Growing up in Blida, Algeria, he was obsessed with music, thanks to the sounds of his father’s collection, which included artists like Bob Marley, Ray Charles, and ABBA. But the only relative who owned an instrument was his uncle, whose guitar Eljoee was not allowed to touch. So he had to be inventive.
“I started to learn a guitar without a guitar,” Eljoee tells Arab News. “I couldn’t buy a guitar because I come from a simple family. I had a piece of wood, and I drew the strings of a guitar on it and I started to practice with my hands. I would watch tutorials on YouTube. I spent one year practicing guitar without a guitar.”
Eventually, Eljoee did get his hands on an actual guitar round at a friend’s house. And when he became a member of a government-supported youth club, equipped with musical instruments, he was able to play regularly. He dropped out of school and joined a band called Bara3im Thugs. He was determined to make a career in music. But in a country where the arts weren’t considered a ‘real’ profession, that meant going against his father’s wishes.

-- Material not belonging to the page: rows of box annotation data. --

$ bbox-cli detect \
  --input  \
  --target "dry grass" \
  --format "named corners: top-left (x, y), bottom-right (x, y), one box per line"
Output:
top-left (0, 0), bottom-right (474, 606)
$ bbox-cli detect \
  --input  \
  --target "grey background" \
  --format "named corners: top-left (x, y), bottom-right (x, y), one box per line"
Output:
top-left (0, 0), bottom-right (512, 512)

“He thought I was too young and I would not continue my studies. Well, he was right. . . He even broke one of my guitars,” Eljoee says with a laugh. “It was a bit intense, but I don’t regret what happened to me. It has a meaning.”
To start afresh, Eljoee moved to the coastal city of Marseille in France, where he has set up his studio. Close to North Africa, Marseille is a place where Algerian raï music historically flourished due to its Maghrebi communities. “It feels like Algeria — the sea, the sun, the people,” he says. “I’m home, but far from home.”

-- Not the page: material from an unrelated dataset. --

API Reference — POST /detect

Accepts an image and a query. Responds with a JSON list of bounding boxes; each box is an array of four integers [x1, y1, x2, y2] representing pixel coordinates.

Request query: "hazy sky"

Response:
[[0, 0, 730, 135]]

Eljoee compares music production to film directing; he searches for the right combination of elements to compose the perfect track. He acts as a “link between the artist and the art,” he adds. Eljoee confesses that he hasn’t listened to new music in the past two years as he worries it might influence his own. He prefers listening to old tunes, ethnic music, and Coldplay. The nature of the music industry has changed, he believes; where music once used to be about art, now it’s about going viral.
“It was music that came from artists that lived the story of the music. It was emotional. It wasn’t meant to be commercialized,” he says. “Nowadays, I get tons of emails and calls and the first thing they say is, ‘I want a viral song.’ I’m not an algorithm. I’m just a guy who plays instruments and arranges things. I don’t know how to make a viral song. Maybe songs become viral because (they are) pure.”
During COVID-19, Eljoee was at his most experimental, remixing songs by North African music legends such as Cheikha Rimitti, Cheb Khaled, and Cheb Hasni. He has also collaborated with the younger generation of Arab artists, including Lebanese singer Bashaar Al-Jawad in “Bailamos (We Dance),” a catchy, upbeat, infatuation-themed hit, sung in Algerian dialect.
His most popular track is “Hiya Hiya,” inspired by one of Moroccan aita (‘call’ or ‘cry’) icon Haja El Hamdaouia’s songs that is likely about a woman talking about herself, facing the sea in the fear that a man — either her son or lover — will leave her.
Eljoee slowed the tempo down, adding a gentle electronic beat. He stayed true to the song’s origin by adding Maghrebi percussion, and added new vocals by Moroccan singer Chaama, whom he discovered online. Mixing her vocals into the song was a moment of magic, he says. “It was, like, 3 a.m. I worked on it for seven hours. We felt it was going to be good.” It’s certainly proven popular, racking up over 87 million views on YouTube and becoming that elusive thing: a viral hit.
Eljoee is 28, but feels his story is just getting started. “I lived a lot of traumas in my life. Music will always be my only way to express my feelings,” he says. “Music is my refuge, my therapist.”